The Counter: How Did Your Restaurant Fare?

Each quarter, we take a look at publicly traded restaurant companies’ operating results to provide insightful benchmarking information. In this issue of The Counter (previously known as quarterly Benchmarking Updates), we look at the first half of 2016—and introduce a new look.

Same-store sales—while net positive through Q2—are not quite on pace with figures reported for fiscal year 2015. Despite restaurants reporting lower traffic counts, softer same-store sales do not mean openings are also on the decline. With interest rates low and the industry remaining attractive for investors, new restaurants continue to pop up. The pizza segment in particular was a bright spot, seeing the greatest growth in same-store sales at 3.6 percent, led by Domino’s for the seventh consecutive quarter.  

Cost of sales declined across all segments, buoyed by inventory management efforts, increased menu prices and favorable commodity prices.
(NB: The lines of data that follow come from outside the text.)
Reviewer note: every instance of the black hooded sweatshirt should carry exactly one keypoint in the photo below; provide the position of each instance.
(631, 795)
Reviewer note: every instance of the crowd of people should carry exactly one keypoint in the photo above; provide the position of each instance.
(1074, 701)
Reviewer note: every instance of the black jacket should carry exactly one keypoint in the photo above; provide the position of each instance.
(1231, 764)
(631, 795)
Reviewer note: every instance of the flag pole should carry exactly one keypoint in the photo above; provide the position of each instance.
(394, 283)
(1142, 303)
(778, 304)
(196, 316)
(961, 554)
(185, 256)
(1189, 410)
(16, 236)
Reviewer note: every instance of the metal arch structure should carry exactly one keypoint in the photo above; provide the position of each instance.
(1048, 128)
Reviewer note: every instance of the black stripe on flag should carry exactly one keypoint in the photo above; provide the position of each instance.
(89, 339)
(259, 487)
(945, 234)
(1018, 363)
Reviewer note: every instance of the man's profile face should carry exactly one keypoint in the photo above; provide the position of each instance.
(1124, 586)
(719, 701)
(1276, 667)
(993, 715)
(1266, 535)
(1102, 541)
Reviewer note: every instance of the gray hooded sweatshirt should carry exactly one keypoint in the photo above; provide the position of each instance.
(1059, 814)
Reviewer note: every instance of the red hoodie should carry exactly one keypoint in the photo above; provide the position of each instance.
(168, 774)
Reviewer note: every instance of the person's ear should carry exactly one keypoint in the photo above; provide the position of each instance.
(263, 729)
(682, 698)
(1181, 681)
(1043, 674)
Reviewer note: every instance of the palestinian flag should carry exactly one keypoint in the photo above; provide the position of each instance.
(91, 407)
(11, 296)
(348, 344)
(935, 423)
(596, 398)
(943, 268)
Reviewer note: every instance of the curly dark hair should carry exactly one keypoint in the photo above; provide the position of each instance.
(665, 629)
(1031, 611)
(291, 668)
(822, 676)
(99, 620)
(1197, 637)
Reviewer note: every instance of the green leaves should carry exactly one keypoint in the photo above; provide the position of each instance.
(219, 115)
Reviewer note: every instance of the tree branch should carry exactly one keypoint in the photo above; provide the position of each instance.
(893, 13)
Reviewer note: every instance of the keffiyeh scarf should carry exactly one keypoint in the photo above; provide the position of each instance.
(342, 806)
Beef costs in particular saw a notable decline as higher supplies pushed them down by 10 percent through Q2. Some restaurants are taking the opportunity to offer customers new promotions and menu items.

On the other hand, the cost of labor has increased across all segments, likely driven by growing pressure to boost wages coupled with anticipation of changing overtime regulations.

Overall, the latest edition of The Counter finds that remaining competitive and profitable in an increasingly saturated and cost-heavy industry will be a challenge to restaurants across the board.  Those demonstrating creativity and a deep understanding of their customers’ needs and preferences, however, are well-positioned to vault to the head of the pack.